When he dropped out of high school at 15 it looked like the closest he would get to "pro" ball was the cash he and his neighborhood "Kirkwood Boys" played for in pick-up games.
His game might not have taken him beyond Memorial Drive if not for a fortuitous series of events. The first was meeting Llew Haden, whose "I Have a Dream" foundation encouraged at-risk youth to continue their education. Carter did and it paid off when a player from Saddleback (Calif.) Community College got coaches there interested in Carter. Two years later, Carter was starring in the Stan Sheriff Center.
But a recurring shoulder injury his senior year at UH damaged his pro stock.

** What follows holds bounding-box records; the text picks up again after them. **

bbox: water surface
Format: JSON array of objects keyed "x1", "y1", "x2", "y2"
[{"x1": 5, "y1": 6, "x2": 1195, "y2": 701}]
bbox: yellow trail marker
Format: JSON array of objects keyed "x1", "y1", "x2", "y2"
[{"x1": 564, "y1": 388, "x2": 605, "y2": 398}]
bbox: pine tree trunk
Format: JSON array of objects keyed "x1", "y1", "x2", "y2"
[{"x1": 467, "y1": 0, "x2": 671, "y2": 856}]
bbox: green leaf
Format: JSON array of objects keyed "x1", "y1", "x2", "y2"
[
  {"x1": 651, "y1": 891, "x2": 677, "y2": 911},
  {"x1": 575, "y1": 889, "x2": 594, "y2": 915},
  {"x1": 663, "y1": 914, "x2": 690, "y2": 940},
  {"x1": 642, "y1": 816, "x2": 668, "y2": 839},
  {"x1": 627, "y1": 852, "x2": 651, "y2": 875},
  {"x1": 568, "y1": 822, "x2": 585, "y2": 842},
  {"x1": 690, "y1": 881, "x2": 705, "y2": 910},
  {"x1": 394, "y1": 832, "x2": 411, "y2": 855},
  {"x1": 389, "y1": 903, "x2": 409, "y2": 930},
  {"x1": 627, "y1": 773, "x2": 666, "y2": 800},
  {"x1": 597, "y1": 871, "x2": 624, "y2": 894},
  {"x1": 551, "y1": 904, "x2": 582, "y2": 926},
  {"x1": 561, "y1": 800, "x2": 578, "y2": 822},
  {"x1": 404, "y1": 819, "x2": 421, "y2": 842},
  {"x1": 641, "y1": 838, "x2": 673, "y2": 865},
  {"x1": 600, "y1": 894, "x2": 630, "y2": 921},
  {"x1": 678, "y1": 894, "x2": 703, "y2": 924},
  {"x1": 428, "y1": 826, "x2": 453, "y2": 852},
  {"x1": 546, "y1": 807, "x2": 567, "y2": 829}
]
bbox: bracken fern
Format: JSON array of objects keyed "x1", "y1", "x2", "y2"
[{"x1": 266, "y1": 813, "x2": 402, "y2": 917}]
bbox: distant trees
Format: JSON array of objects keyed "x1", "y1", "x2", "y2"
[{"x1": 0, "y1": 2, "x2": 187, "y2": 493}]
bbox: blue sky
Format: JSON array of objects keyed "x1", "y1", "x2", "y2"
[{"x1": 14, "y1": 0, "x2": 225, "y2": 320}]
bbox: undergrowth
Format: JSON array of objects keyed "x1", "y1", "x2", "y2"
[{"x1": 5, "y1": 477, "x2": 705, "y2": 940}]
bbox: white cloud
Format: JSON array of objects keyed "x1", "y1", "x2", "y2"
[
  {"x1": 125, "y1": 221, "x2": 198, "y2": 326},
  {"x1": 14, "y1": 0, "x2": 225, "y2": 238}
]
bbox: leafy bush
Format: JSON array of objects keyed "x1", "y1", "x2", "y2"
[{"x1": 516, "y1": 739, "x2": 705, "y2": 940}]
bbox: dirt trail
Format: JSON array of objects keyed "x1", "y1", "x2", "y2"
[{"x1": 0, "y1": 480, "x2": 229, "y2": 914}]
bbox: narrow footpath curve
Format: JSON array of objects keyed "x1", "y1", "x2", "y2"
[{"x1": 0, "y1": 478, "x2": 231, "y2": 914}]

He spent a year riding the buses in the Continental Basketball Association to get an NBA shot and has since had to come back from a couple of surgeries to return to the league.
Remarkably, with four teams over nine seasons, he's managed to carve a career in a sport where a limited jump shot has sent many other journeymen off to other lines of work in short order.
Carter will be the first to tell you how good he's had it and the last one to say anything about how he's shared that good fortune with his alma mater.
For him it has always been about living — and, now — continuing "The Dream."